City Attorney Sets Year-End Deadline for Outdoor Notification System Vendor to Achieve Contract-Compliant Amplitude, Coverage
SAN FRANCISCO (Nov. 11, 2005) — City Attorney Dennis Herrera today sent a demand letter to the City’s outdoor warning system vendor, ATI Systems, charging the East Boston, Mass.-based company with material breach of contract for defective hardware that has caused the City’s newly upgraded emergency notification system to fail to achieve specified sound pressure levels, leaving significant areas of San Francisco without coverage in the event of an emergency.
Among the nation’s first large metropolitan areas to install a state of the art siren and public address system, San Francisco saw the installation of 288 loudspeakers (each powered by four separate drivers) at 63 siren sites in March of this year, under specifications requiring the sirens to operate at 126 decibels at 100 feet from the site, in order to achieve at least 90 percent coverage of the City. Following the installations by ATI last March, the siren system began a testing period every Tuesday at noon as part of what industry insiders refer to as the “burn in” phase. During that phase, hardware, software and drivers were found to have failed. After discovering that drivers needed to be replaced, the City demanded that ATI supply replacements, which the company did at no cost to the City. Yet even after ATI replaced the drivers, the newly upgraded loudspeakers were found to operate at under 115 decibels — not the 126 decibels to which ATI had agreed — covering only 50- to 60-percent of the City, far short of the 90-percent-or-better coverage sought in the agreement.

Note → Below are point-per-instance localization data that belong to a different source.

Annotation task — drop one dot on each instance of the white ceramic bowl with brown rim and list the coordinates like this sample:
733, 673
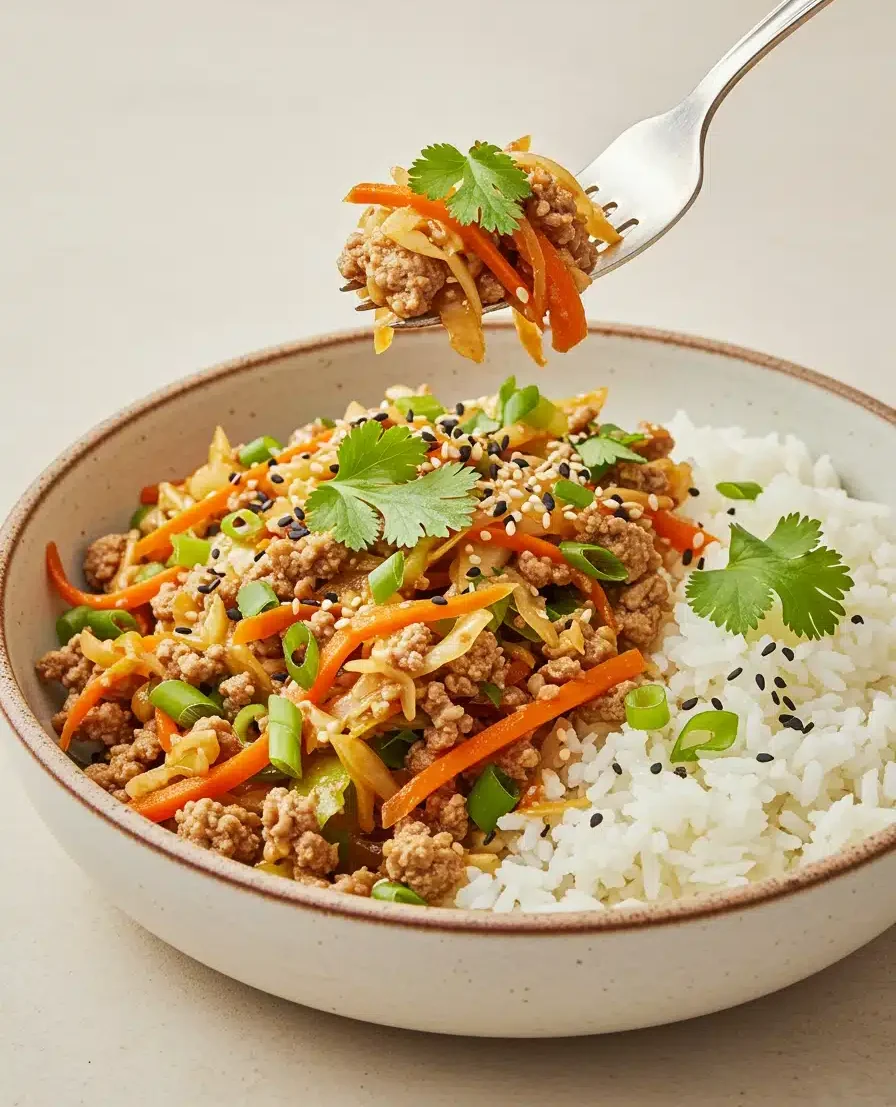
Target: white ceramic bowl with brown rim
435, 970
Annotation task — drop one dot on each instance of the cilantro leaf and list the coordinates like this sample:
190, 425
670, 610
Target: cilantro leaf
809, 579
492, 184
377, 488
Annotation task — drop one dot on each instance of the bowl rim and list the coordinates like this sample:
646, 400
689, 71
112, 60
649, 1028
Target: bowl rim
45, 753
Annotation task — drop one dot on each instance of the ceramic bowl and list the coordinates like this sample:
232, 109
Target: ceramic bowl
434, 970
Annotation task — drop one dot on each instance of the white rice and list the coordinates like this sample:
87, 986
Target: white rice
733, 819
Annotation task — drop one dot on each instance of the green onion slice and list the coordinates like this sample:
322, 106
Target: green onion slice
385, 579
110, 624
255, 598
71, 622
594, 561
188, 550
570, 493
246, 716
647, 707
494, 794
183, 702
739, 489
304, 674
391, 891
243, 526
285, 735
259, 449
707, 731
428, 406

In his demand letter to the company this morning, Herrera expressed the City’s hope to avoid litigation in solving the problem, requesting that by November 28, 2005, ATI provide San Francisco “with (1) a comprehensive written plan to replace the defective drivers and correct all project work in accordance with the project specifications, and (2) a detailed work schedule demonstrating that ATI will replace all drivers and other system repairs by December 30, 2005.”

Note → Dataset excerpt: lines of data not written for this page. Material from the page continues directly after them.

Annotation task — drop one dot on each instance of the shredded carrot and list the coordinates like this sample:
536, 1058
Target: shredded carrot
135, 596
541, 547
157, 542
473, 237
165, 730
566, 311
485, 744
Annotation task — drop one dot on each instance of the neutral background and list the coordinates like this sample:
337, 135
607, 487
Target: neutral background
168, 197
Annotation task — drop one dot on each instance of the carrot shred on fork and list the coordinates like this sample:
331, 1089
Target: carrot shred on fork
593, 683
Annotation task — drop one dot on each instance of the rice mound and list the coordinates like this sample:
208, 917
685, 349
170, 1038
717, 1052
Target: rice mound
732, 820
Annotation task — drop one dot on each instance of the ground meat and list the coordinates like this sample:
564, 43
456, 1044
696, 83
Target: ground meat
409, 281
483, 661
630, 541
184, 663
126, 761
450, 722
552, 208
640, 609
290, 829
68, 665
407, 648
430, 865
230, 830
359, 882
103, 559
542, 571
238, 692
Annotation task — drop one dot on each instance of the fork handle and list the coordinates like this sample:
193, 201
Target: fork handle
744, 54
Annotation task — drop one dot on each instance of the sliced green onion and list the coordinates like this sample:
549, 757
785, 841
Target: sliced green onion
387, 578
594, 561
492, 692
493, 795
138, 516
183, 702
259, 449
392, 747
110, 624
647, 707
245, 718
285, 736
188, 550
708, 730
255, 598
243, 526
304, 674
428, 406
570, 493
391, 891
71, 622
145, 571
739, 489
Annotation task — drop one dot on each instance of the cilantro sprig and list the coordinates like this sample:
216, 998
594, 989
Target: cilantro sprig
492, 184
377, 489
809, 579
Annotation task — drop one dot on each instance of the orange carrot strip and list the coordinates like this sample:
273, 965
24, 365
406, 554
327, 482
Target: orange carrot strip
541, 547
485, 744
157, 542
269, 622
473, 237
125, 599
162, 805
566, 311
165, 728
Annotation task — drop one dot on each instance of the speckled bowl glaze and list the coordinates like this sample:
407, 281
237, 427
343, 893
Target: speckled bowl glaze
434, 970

“On matters involving the public safety of our citizens, I intend to take the most aggressive posture possible to ensure compliance with City contracts,” Herrera said. “If Hurricane Katrina taught us anything, it’s that we all have a role to play in being prepared for disasters: emergency responders must be vigilant, the public must be ready, and City lawyers must be zealous advocates for the public interest. And that’s exactly what we’re doing with our demand letter to ATI Systems today.”